Scientists tie DNA repair to key cell signaling network
Previously unknown repair byproduct could be ‘master regulator’ of many basic cell functions
GALVESTON, Texas — University of Texas Medical Branch at Galveston researchers have found a surprising connection between a key DNA-repair process and a cellular signaling network linked to aging, heart disease, cancer and other chronic conditions. The discovery promises to open up an important new area of research — one that could ultimately yield novel treatments for a wide variety of diseases.
“This is a totally new concept — it goes against current dogma about the role of DNA repair,” said UTMB professor Istvan Boldogh, senior author of a paper on the work now online in the Journal of Biological Chemistry. “We couldn’t believe it ourselves, but the data convinced us.”
Boldogh and his colleagues came up with the idea of a link between DNA repair and cellular signaling after a close examination of the relationship between DNA damage and cell death produced unexpected results. Conventional DNA-repair dogma holds that a cell’s lifespan is determined by the amount of accumulated DNA damage it suffers — the overall corruption of genetic information stored in sequences of molecules called bases, which form the “rungs” of the DNA double helix. The cells used in Boldogh’s study were especially vulnerable to damage because they lacked a key enzyme that repairs the DNA base guanine. According to dogma, this should have shortened the cells’ lives; instead, they actually lived longer than expected. This made Boldogh wonder if another factor was involved in reducing the lifespan of normal cells.
“We proposed the hypothesis that instead of the accumulation of damaged guanine in DNA causing ill effects, what is significant is the release of a DNA-repair byproduct that somehow activates processes that shorten the lifespan of cells,” Boldogh said.
The researchers knew just where to look to find this hypothetical repair byproduct. The majority of DNA damage is caused by ubiquitous reactive oxygen species, very chemically active molecules created as byproducts of respiration. When DNA meets reactive oxygen species, one of the most common results is the transformation of the DNA base guanine into a molecule called 8-oxoguanine, which can produce mutations in genes.

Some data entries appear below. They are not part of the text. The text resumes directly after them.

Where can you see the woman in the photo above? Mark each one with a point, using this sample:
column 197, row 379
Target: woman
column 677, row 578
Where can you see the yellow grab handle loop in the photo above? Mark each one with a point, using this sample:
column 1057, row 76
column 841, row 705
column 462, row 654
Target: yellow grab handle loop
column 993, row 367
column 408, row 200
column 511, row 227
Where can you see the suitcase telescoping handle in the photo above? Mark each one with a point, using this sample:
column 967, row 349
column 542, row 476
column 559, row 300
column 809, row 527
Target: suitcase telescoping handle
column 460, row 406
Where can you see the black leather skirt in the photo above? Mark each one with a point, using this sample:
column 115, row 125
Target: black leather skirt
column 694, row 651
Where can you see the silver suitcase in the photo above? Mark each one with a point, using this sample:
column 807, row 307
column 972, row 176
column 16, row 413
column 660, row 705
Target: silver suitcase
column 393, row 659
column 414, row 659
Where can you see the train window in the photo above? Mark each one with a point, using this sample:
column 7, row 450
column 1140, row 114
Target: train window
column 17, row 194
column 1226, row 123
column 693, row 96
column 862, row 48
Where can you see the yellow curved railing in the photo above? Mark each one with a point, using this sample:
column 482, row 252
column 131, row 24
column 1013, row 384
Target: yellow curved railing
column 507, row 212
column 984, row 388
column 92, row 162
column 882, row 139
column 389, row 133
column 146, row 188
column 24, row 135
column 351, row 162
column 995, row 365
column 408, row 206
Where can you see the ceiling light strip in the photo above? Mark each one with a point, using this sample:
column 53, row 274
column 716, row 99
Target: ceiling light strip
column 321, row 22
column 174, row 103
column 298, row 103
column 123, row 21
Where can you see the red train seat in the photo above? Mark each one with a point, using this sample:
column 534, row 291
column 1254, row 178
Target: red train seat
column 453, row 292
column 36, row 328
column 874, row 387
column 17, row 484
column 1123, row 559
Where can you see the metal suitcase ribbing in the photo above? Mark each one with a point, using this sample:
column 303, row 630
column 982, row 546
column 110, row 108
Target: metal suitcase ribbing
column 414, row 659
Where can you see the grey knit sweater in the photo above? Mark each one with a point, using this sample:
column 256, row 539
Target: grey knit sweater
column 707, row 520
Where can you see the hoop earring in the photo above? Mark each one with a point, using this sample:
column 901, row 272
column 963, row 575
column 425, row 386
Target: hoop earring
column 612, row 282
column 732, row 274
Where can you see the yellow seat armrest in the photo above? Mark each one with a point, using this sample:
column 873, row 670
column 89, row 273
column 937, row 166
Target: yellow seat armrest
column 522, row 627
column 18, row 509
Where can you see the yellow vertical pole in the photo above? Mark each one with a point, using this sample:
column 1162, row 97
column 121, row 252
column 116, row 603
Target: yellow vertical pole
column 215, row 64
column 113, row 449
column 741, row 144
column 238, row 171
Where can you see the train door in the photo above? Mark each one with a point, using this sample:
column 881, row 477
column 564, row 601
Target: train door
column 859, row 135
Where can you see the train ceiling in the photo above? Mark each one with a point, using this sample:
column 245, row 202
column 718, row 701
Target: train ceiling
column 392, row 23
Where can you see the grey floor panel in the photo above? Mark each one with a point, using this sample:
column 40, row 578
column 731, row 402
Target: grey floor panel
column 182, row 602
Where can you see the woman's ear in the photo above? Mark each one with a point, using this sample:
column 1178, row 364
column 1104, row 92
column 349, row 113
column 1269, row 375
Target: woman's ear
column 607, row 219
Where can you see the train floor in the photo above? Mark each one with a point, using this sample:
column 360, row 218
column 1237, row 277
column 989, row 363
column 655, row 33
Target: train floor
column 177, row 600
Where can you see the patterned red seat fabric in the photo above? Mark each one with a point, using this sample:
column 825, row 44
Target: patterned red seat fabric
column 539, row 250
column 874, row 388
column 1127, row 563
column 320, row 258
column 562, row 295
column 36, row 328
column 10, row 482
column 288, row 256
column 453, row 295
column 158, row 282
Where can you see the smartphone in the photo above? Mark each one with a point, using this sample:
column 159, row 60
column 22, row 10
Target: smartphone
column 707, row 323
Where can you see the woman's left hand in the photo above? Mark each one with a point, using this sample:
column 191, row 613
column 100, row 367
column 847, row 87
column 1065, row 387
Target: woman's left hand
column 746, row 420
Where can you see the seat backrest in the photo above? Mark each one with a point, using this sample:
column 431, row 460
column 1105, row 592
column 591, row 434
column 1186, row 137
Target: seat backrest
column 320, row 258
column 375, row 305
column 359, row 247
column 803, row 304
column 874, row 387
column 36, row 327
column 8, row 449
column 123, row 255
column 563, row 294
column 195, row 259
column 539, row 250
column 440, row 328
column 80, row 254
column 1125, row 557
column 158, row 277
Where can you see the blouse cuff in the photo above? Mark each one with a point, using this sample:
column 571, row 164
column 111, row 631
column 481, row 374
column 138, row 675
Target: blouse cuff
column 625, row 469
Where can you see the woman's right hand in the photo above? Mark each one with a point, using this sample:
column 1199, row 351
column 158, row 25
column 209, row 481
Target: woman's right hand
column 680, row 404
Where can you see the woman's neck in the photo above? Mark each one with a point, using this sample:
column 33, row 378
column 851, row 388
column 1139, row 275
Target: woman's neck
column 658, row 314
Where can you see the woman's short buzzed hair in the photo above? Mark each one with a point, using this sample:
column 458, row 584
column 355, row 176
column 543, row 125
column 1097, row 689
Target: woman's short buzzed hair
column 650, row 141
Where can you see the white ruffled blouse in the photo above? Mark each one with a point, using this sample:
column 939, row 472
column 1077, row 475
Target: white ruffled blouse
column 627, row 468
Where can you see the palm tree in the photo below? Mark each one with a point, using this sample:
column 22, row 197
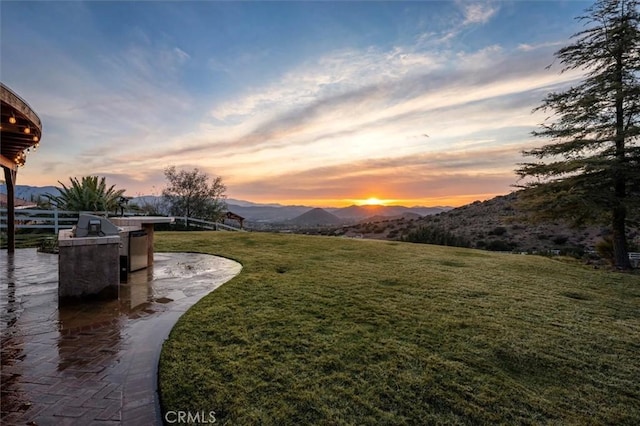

To protect the integrity of the genetic code, cells remove 8-oxoguanine from their DNA with a repair enzyme called OGG1. OGG1 does its job by attaching to a damaged base, cutting it free from the DNA molecule, and then releasing it. Boldogh and his collaborators found that their key byproduct was being produced just after this repair process was completed. Analyzing test-tube, cell-culture and mouse experimental data, they realized that immediately after being released by OGG1, 8-oxoguanine reunites with the repair enzyme, attaching at a bonding site different from the one used previously. And the resulting 8-oxoguanine-OGG1 complex, they found, has the ability to activate the powerful Ras signaling pathways, some of the most important biochemical networks in the cell.
“Ras family proteins are involved in almost every cell function: metabolism, activation of genes, growth signals, inflammation signals, apoptosis,” Boldogh said. “Because it activates Ras pathways, the release of 8-oxoguanine in DNA base repair could be a master regulator of many very basic processes.”
According to Boldogh, learning to control this “master regulator,” could result in profound consequences for biomedical science and human health. “The ability to regulate 8-oxoguanine excision may give us the ability to prevent the inflammation that’s key to a number of chronic diseases — arthritis, atherosclerosis, Alzheimer’s and others,” he said. “We believe it may even enable us to extend lifespan, or at least healthy lifespan, which would be a very big achievement. Possibilities like that make us believe that this discovery is going to be very significant.”
Other authors of the Journal of Biological Chemistry article include research associate Gyorgy Hajas, postdoctoral fellows Leopoldo Aguilera-Aguirre and Attila Bacsi, research scientist Muralidhar Hegde, associate professor Tapas Hazra, professors Sanjiv Sur and Sankar Mitra, Attila Bacsi of the University of Debrecen, Debrecen, Hungary, and Zsolt Radak of Semmelweis University, Budapest, Hungary. This research was supported by the National Institute of Environmental Health Sciences, the National Institute of Allergy and Infectious Disease and UTMB’s National Heart Lung and Blood Institute Proteomics Center.